Je ne sais pas vraiment comment c’est arrivé, c’est une suite de coïncidences. J’étais vraiment malade, j’ai failli en mourir. Je venais d’être opéré et avec tous les tuyaux, je ne pouvais plus jouer de basse. C’était la première fois que j’arrêtais depuis mes 13 ans, quand la mère de D Boon m’a mis un instrument entre les mains. Quand j’ai repris ma basse, je n’avais plus de force dans les doigts. Je me suis d’abord entrainé à jouer une chanson des Stooges, avec peu de changements d’accords mais un bon groove. J’ai demandé à Jay et Murph de Dinosaur Jr de jouer un ou deux concerts avec des reprises des Stooges. Et j’ai proposé à Peter (DiStefano) et (Stephen) Perkins de Porno for Pyros de faire la même chose sur la côte ouest. C’était pendant ma convalescence, je me sentais encore vraiment faible. Ensuite, Jay m’a embarqué comme bassiste sur sa tournée solo et on a continué à jouer des chansons des Stooges tous les soirs.
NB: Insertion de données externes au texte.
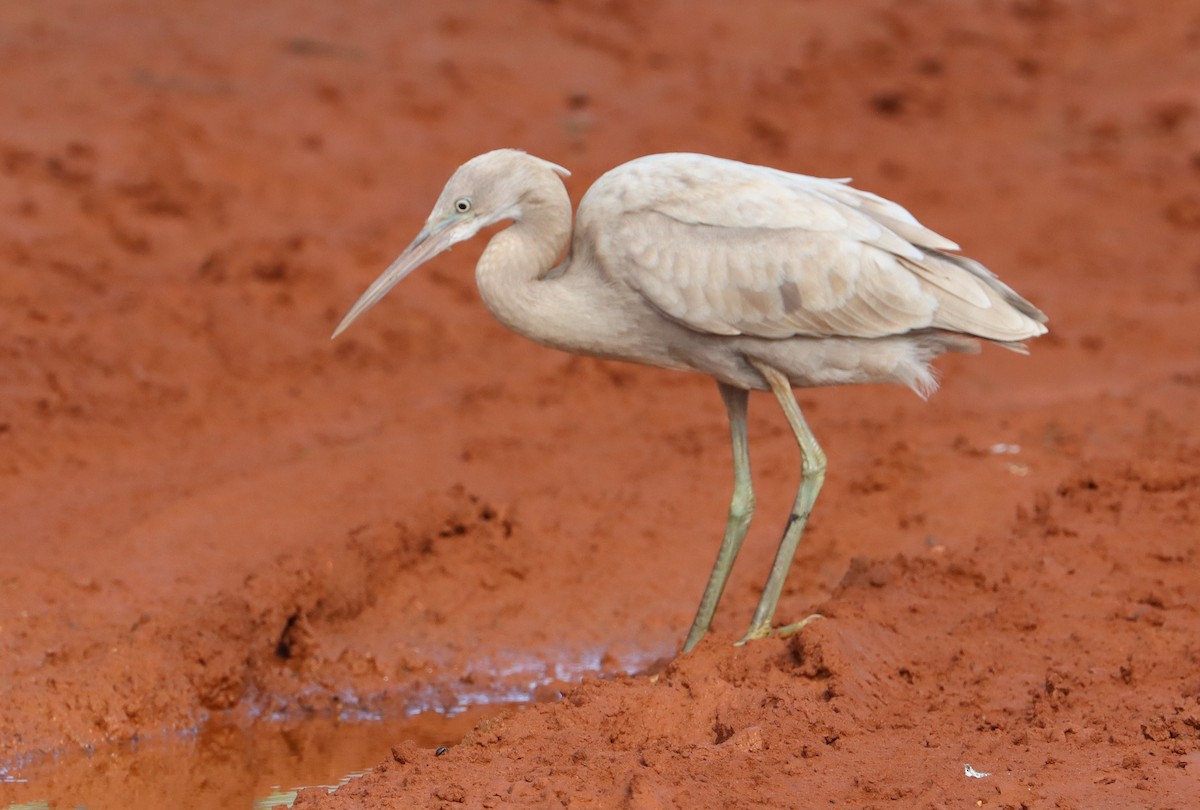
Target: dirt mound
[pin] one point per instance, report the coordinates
(210, 510)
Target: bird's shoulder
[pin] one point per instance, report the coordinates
(712, 192)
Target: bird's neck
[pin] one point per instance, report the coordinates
(510, 273)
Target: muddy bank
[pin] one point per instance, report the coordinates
(209, 509)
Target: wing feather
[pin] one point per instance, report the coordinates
(732, 249)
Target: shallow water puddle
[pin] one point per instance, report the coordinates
(226, 766)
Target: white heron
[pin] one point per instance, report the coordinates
(761, 279)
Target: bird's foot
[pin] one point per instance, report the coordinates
(781, 633)
(796, 627)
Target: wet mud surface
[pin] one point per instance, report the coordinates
(209, 510)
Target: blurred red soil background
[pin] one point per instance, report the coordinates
(210, 511)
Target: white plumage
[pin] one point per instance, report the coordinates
(756, 277)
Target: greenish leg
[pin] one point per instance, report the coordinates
(741, 511)
(813, 466)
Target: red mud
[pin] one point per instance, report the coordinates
(209, 509)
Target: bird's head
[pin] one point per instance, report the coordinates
(489, 189)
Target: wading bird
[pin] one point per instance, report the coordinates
(760, 279)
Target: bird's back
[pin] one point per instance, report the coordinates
(730, 249)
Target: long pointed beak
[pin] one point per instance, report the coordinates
(432, 240)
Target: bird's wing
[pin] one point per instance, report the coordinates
(732, 249)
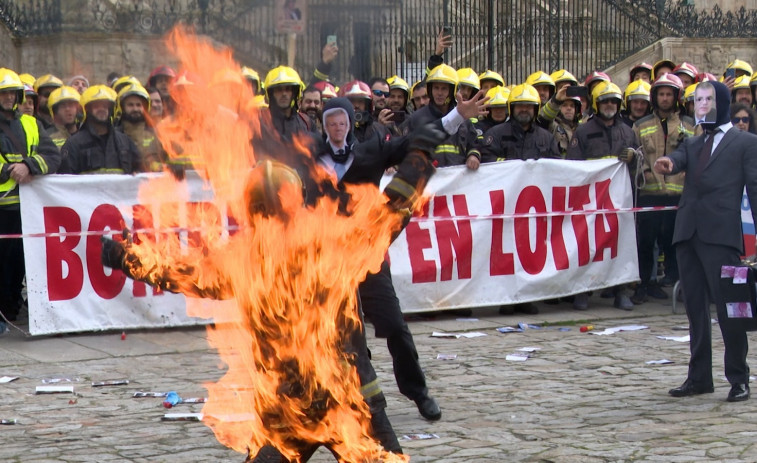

Tout ça sans croiser un seul stooge.

Quelques années auparavant, j’avais participé au film Velvet Goldmine. Pour l’occasion, j’ai enregistré avec Ronnie (Ron Asheton). Il était venu à pas mal de mes concerts, à l’époque des Minutemen ou de Firehose. J’étais dans le studio et ces gars jouaient « TV Eye » juste devant moi. Il y avait Thurston Moore, Steve Shelley (NdR : tous deux de Sonic Youth) à la batterie. Alors Jay a demandé à Ronnie s’il ne viendrait pas jouer quelques chansons, puis s’il ne ferait pas une tournée. Puis on a fait les All Tomorrow’s parties en 2002 à Los Angeles. Scott (Asheton) nous a rejoint. Alors Jay a demandé si on ne ferait pas quelques concerts en Europe. C’est là qu’Iggy en a entendu parler. J’étais en tournée pour mon disque The Secondman’s Middle Stand. Un soir à Tallahassee en Floride, je reçois un coup de téléphone. C’était Iggy. Il me dit « Ronnie dit que t’es notre homme, Mike. Ca te dérangerait de remplacer ta chemise par un bon vieux t-shirt ? ». Le premier concert était à Coachella en avril 2003. Donc tu vois, c’était vraiment une chose après l’autre.




Le plan était du long terme dès le départ, alors.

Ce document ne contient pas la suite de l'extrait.